NOT at all condescending! I really appreciate the feed back from you. As a seasoned runner I would have been really disappointed had i gone that far out of my way.

I am so sorry about messing up your training for the marathon.....Running that far out of your way your time is AWESOME! You should be happy with that time of 35:08 on 4.3 miles!! :)

Good luck on your marathon! My husband and I are doing one in Sonoma Valley this summer......we like to travel a few times a year to run a couple of marathons every year. It gives us a nice short vacation and an excuse to get away for a few days!

Thanks again for supporting our race! Let me know what marathon Kate so i can watch for your time and name!

Take Care~

So basically I have 99 percent forgiven them. The lingering 1 percent is only because COME ON I MIGHT HAVE WON. In short, I would encourage people in the Madison area to give this race a try next year - the post-race snacks are delish, it's a really fun course and it's a small and friendly field so you'll probably do well - but I would make SURE there is at least a course map available before doing so. I'm also chalking this up to a new experience. For all of my complete lack of direction and my tendency to do ridiculous and stupid things, I have never gotten lost in a race before. If only that had been on my bucket list!

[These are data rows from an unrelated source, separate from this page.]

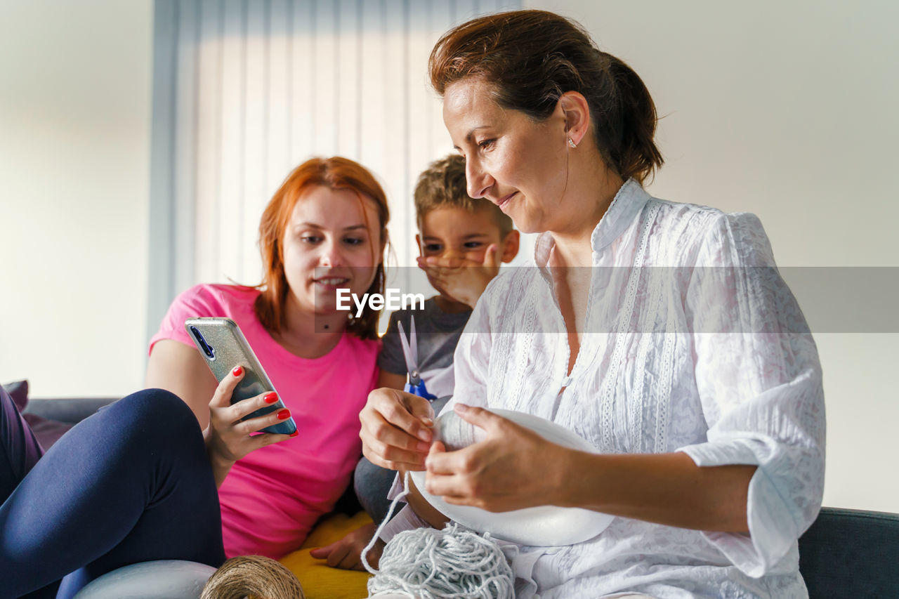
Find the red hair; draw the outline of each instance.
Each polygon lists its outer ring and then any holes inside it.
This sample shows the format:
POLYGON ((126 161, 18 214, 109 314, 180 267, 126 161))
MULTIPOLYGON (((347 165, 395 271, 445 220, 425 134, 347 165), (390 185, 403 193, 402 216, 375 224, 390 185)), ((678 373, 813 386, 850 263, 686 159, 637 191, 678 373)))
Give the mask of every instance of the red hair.
MULTIPOLYGON (((259 250, 263 255, 263 282, 257 287, 262 291, 255 302, 256 317, 263 326, 272 333, 280 333, 287 326, 284 306, 289 288, 284 274, 284 233, 290 221, 294 206, 299 198, 310 188, 316 186, 329 189, 346 189, 356 192, 361 205, 363 199, 374 201, 378 208, 378 231, 381 247, 375 249, 374 236, 371 239, 371 255, 378 253, 381 260, 375 272, 375 280, 369 288, 369 293, 384 293, 384 254, 387 241, 387 225, 390 219, 387 195, 380 184, 364 166, 349 158, 310 158, 293 169, 281 186, 271 196, 259 223, 259 250)), ((362 207, 362 215, 365 210, 362 207)), ((366 228, 372 232, 371 223, 366 221, 366 228)), ((362 316, 356 317, 350 311, 347 330, 362 339, 378 338, 378 311, 366 306, 362 316)))

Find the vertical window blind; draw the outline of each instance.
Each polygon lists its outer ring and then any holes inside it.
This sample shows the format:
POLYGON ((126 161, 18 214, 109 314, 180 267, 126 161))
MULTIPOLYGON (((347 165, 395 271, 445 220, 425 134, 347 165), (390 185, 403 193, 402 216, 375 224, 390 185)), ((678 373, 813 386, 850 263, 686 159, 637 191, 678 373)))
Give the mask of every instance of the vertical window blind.
POLYGON ((260 282, 259 218, 313 156, 378 176, 396 264, 414 264, 415 179, 452 146, 431 49, 454 24, 520 4, 156 0, 148 331, 197 282, 260 282))

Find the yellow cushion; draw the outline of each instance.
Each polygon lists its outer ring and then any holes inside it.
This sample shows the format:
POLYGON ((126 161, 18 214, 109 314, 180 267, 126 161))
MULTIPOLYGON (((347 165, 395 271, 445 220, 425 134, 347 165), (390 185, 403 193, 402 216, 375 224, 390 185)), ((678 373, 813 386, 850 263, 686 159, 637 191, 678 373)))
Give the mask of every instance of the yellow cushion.
POLYGON ((350 517, 334 514, 318 523, 298 550, 280 560, 299 578, 307 599, 361 599, 369 596, 368 572, 328 568, 324 559, 316 559, 309 550, 340 541, 347 532, 370 523, 365 512, 350 517))

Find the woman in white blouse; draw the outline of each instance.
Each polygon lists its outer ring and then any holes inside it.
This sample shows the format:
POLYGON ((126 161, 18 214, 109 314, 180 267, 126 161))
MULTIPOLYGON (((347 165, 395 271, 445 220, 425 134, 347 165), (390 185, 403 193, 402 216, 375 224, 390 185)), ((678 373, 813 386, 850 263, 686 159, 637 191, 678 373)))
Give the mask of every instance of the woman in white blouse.
POLYGON ((468 193, 543 234, 537 268, 494 279, 456 352, 455 409, 485 438, 447 451, 427 402, 378 389, 366 456, 426 470, 450 504, 618 516, 585 542, 520 548, 519 597, 807 596, 797 540, 821 504, 821 370, 761 223, 643 190, 662 164, 652 99, 570 21, 476 19, 430 68, 468 193), (596 452, 490 408, 552 420, 596 452))

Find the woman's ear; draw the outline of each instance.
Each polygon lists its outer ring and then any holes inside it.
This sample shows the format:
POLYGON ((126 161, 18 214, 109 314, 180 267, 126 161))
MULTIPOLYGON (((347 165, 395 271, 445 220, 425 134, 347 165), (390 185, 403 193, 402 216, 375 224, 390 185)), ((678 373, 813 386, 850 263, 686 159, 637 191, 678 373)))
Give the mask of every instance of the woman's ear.
POLYGON ((579 92, 565 92, 559 97, 556 110, 562 112, 565 123, 565 143, 571 139, 577 147, 590 130, 590 104, 587 99, 579 92))

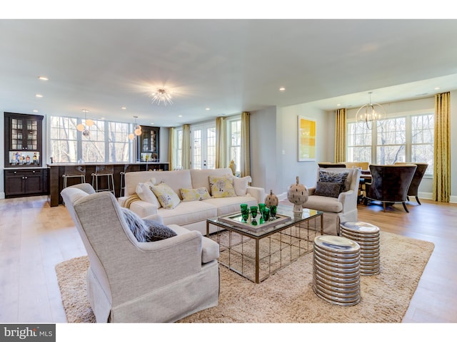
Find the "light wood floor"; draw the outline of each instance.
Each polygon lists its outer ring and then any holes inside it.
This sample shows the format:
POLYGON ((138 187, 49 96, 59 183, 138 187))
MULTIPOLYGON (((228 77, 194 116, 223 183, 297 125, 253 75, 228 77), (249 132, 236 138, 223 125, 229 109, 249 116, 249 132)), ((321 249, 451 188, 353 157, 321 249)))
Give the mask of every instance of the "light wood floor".
MULTIPOLYGON (((358 219, 430 241, 435 249, 403 322, 457 322, 457 204, 358 206, 358 219)), ((86 254, 64 206, 46 197, 0 200, 0 322, 66 322, 54 266, 86 254)))

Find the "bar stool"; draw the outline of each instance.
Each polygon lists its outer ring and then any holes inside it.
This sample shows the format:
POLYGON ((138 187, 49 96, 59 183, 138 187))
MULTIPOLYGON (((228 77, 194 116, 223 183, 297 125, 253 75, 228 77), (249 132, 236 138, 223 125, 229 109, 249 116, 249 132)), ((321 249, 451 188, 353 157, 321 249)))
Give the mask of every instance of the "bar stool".
POLYGON ((119 196, 121 197, 124 195, 126 191, 126 173, 129 172, 131 169, 131 165, 124 165, 124 171, 119 172, 121 177, 121 190, 119 192, 119 196))
POLYGON ((113 165, 96 165, 95 167, 95 173, 92 174, 92 187, 94 187, 96 192, 99 192, 101 191, 109 191, 110 192, 112 192, 114 196, 116 196, 116 193, 114 192, 114 177, 113 177, 114 173, 114 167, 113 165), (101 177, 106 177, 106 188, 99 188, 99 178, 101 177))
POLYGON ((80 183, 86 182, 86 167, 84 165, 66 166, 64 175, 64 187, 67 187, 69 178, 79 178, 80 183))

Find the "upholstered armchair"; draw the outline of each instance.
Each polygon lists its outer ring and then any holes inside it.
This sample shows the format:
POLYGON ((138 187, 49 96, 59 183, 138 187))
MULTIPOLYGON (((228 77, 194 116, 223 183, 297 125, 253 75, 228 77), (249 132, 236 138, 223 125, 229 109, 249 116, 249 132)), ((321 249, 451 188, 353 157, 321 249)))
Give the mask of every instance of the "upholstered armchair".
POLYGON ((356 168, 318 167, 316 185, 308 189, 309 196, 303 207, 323 212, 326 234, 339 235, 340 222, 357 221, 360 172, 356 168))
POLYGON ((417 166, 413 164, 370 165, 371 182, 365 183, 364 204, 369 201, 379 201, 383 211, 387 204, 401 203, 406 212, 408 189, 417 166))
POLYGON ((168 226, 176 236, 139 242, 111 192, 81 184, 61 195, 90 261, 87 296, 97 322, 173 322, 218 304, 218 244, 176 224, 168 226))
POLYGON ((416 197, 416 201, 419 205, 421 205, 421 201, 419 201, 418 197, 419 185, 421 185, 422 178, 423 178, 423 175, 426 173, 427 167, 428 167, 428 164, 427 164, 426 162, 405 163, 399 162, 394 163, 394 165, 404 164, 414 164, 416 166, 417 166, 416 172, 414 172, 414 176, 413 177, 413 180, 411 180, 411 184, 409 185, 409 188, 408 188, 408 197, 406 198, 409 201, 409 196, 414 196, 416 197))

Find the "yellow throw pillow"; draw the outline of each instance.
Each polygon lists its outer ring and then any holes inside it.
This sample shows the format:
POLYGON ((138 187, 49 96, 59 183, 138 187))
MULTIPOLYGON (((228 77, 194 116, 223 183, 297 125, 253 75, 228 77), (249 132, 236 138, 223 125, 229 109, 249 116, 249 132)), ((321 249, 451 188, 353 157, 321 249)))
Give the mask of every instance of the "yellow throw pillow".
POLYGON ((236 197, 233 176, 209 176, 211 196, 215 198, 236 197))
POLYGON ((173 209, 181 202, 178 195, 166 183, 150 185, 150 187, 165 209, 173 209))
POLYGON ((201 201, 211 198, 205 187, 198 189, 179 189, 183 202, 201 201))

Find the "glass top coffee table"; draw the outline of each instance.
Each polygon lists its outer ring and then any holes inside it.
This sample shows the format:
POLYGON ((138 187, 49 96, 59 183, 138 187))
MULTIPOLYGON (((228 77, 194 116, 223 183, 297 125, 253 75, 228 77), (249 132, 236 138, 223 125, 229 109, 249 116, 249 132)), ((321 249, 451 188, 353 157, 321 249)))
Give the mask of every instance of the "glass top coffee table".
POLYGON ((323 212, 278 206, 276 220, 243 222, 241 213, 206 220, 206 236, 219 244, 219 264, 257 284, 313 251, 314 238, 323 234, 323 212), (319 224, 320 223, 320 224, 319 224), (210 235, 209 227, 217 227, 210 235))

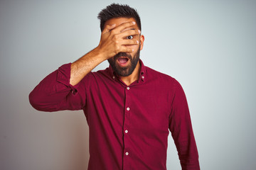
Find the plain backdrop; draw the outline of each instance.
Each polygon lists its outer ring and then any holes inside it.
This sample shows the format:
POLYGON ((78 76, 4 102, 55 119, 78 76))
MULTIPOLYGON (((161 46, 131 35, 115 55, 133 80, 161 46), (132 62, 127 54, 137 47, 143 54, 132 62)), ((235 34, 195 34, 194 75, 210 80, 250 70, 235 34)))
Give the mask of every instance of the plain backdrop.
MULTIPOLYGON (((82 111, 43 113, 28 94, 100 41, 97 13, 137 9, 141 58, 176 78, 190 108, 201 169, 256 169, 256 1, 0 1, 0 169, 87 169, 82 111)), ((108 67, 107 62, 95 70, 108 67)), ((167 169, 181 169, 171 136, 167 169)))

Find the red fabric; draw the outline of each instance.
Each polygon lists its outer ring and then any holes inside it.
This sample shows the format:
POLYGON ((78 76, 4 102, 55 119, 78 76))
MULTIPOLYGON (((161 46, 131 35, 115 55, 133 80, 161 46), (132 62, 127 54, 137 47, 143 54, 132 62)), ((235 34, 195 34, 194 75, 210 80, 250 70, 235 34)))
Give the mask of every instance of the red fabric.
POLYGON ((73 86, 70 64, 64 64, 33 90, 30 102, 43 111, 83 110, 90 129, 89 170, 166 169, 169 130, 182 169, 200 169, 182 87, 140 64, 139 79, 129 86, 111 67, 73 86))

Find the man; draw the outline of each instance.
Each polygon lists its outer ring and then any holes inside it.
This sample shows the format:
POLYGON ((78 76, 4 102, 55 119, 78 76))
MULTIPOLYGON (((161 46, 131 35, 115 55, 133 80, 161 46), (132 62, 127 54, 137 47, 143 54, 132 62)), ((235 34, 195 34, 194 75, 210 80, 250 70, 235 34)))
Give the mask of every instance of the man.
POLYGON ((31 105, 43 111, 83 110, 90 170, 166 169, 169 130, 182 169, 200 169, 181 85, 139 60, 144 37, 137 11, 112 4, 98 18, 99 45, 46 76, 31 93, 31 105), (106 60, 108 68, 91 72, 106 60))

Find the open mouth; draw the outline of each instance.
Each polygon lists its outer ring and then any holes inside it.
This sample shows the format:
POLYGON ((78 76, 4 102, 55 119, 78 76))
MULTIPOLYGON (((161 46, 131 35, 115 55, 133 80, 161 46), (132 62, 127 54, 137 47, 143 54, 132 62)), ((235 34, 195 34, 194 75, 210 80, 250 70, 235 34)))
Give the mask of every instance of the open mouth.
POLYGON ((128 62, 129 59, 127 57, 119 57, 117 61, 120 64, 125 64, 128 62))

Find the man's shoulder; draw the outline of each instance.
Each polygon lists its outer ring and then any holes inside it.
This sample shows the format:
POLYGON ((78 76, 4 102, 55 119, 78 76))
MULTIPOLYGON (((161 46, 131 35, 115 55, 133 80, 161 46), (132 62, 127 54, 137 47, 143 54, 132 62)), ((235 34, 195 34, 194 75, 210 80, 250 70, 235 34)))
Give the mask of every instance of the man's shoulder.
POLYGON ((174 81, 177 81, 177 80, 176 80, 175 78, 172 77, 170 75, 162 73, 159 71, 156 71, 156 69, 154 69, 147 66, 146 66, 145 68, 146 68, 146 74, 149 76, 149 77, 150 77, 150 78, 157 79, 160 79, 160 80, 162 79, 162 80, 165 80, 165 81, 171 81, 174 83, 174 81))

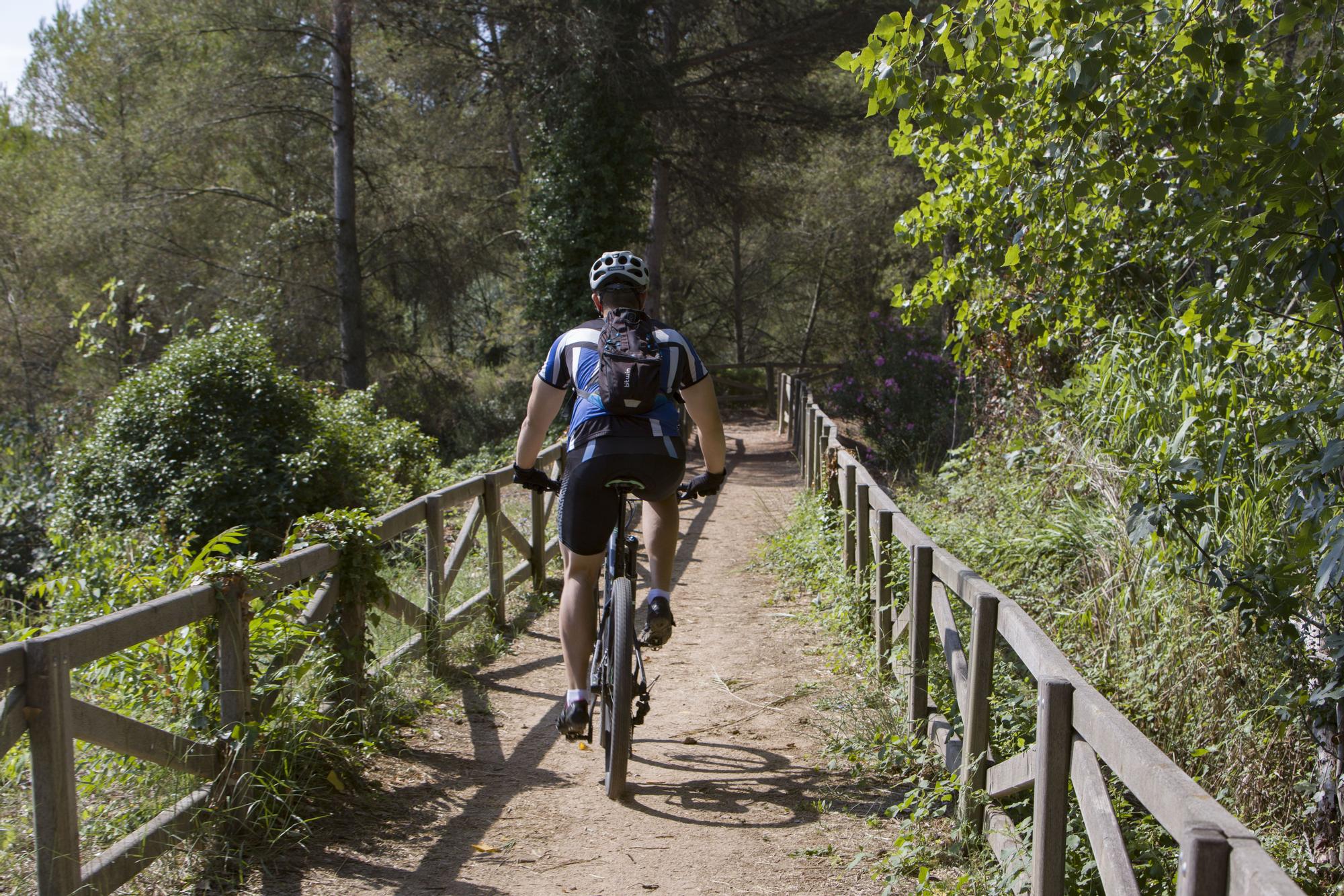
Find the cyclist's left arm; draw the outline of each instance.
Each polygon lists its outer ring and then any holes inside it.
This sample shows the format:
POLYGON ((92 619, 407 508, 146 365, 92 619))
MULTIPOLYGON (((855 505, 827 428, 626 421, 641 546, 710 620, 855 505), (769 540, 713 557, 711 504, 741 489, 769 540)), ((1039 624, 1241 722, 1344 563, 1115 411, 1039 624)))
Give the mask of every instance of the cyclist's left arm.
POLYGON ((542 453, 546 443, 546 431, 551 428, 555 414, 560 413, 567 389, 558 389, 540 377, 532 378, 532 394, 527 400, 527 416, 523 426, 517 432, 517 448, 513 452, 513 461, 531 470, 536 465, 536 456, 542 453))

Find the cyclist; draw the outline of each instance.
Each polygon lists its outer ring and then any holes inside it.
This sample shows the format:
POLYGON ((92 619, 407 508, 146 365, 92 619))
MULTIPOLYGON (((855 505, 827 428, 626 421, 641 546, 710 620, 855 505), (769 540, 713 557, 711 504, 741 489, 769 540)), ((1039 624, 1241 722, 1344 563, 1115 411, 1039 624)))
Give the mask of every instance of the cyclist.
POLYGON ((527 417, 517 436, 513 482, 528 488, 555 487, 535 468, 546 431, 569 393, 575 390, 559 496, 560 554, 564 585, 560 591, 560 652, 569 692, 558 728, 566 735, 587 729, 593 694, 589 658, 597 627, 593 592, 602 573, 606 541, 616 526, 620 498, 606 487, 613 479, 644 483, 644 541, 652 588, 648 592, 644 640, 653 647, 672 635, 672 561, 676 554, 677 486, 685 474, 685 444, 680 410, 685 404, 700 429, 706 472, 688 483, 685 498, 719 491, 724 478, 723 422, 714 381, 691 342, 676 330, 644 315, 649 284, 644 260, 630 252, 605 252, 589 272, 593 305, 599 318, 564 334, 551 346, 546 363, 532 379, 527 417), (603 332, 613 322, 637 327, 656 351, 660 379, 653 408, 646 413, 613 413, 603 404, 598 377, 603 332))

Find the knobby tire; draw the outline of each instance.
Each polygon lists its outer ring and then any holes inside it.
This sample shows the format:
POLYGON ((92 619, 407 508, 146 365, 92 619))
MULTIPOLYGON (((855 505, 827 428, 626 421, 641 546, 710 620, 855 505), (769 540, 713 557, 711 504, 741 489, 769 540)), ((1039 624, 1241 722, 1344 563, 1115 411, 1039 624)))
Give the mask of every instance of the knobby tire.
POLYGON ((630 761, 630 704, 634 700, 634 589, 629 578, 612 583, 612 652, 610 698, 603 700, 606 739, 606 795, 620 799, 625 792, 625 774, 630 761), (609 714, 610 713, 610 714, 609 714))

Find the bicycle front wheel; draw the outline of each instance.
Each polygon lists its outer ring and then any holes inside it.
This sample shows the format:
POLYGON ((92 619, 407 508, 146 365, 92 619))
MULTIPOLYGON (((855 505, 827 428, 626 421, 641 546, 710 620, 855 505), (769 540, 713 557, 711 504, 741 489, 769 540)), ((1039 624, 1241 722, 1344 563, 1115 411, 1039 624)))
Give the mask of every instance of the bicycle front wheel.
POLYGON ((634 585, 629 578, 612 583, 610 679, 602 696, 602 726, 606 729, 606 795, 620 799, 630 761, 630 702, 634 700, 634 585))

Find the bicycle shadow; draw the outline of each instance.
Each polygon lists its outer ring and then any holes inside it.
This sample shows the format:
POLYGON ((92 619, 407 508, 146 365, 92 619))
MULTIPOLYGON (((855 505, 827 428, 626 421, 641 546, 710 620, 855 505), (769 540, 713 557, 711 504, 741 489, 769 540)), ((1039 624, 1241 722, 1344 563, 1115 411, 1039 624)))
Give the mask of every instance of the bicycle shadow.
POLYGON ((675 782, 630 778, 624 805, 644 815, 683 825, 769 830, 805 825, 820 814, 814 803, 828 778, 792 764, 781 753, 727 743, 687 747, 679 740, 637 740, 634 748, 630 768, 638 770, 641 778, 649 768, 692 775, 675 782), (640 751, 652 744, 673 749, 652 759, 640 751), (775 811, 767 810, 762 821, 747 821, 747 815, 762 815, 762 805, 775 811), (780 817, 780 811, 785 815, 780 817))

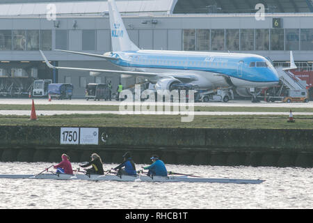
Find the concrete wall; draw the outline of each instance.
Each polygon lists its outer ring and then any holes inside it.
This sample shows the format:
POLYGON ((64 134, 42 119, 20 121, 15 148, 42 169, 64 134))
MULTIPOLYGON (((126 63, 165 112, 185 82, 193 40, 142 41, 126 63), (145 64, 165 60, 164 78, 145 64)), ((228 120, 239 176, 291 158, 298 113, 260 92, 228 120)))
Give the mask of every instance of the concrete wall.
POLYGON ((313 167, 312 130, 99 128, 99 145, 60 144, 60 128, 1 126, 1 161, 72 162, 99 153, 119 162, 130 151, 136 163, 158 154, 166 163, 210 165, 313 167), (102 139, 104 140, 102 140, 102 139))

One final note- my left hamstring continues to be a pain in the butt; it tightened up toward the end of the race. I'm not sure what to do about it anymore because I did a really good and really complete warm up beforehand, including stretching. It might be time for new shoes. Oh darn, an excuse to go to the running store.


  1. Don't you love it when you have an excuse to go to the running store?!? haha.
    I'm so sorry the race was a mess. I would have been a mental basket case and quit. Great job for finishing the race and running a great pace!! It might not have been the race you were looking for, but I'm sure it helped with your mental toughness?!? : )

  2. Dude, that sucks!! I would have been really frustrated too. But that's awesome the race director emailed you - good for her. :)

    Regardless, great job on your run!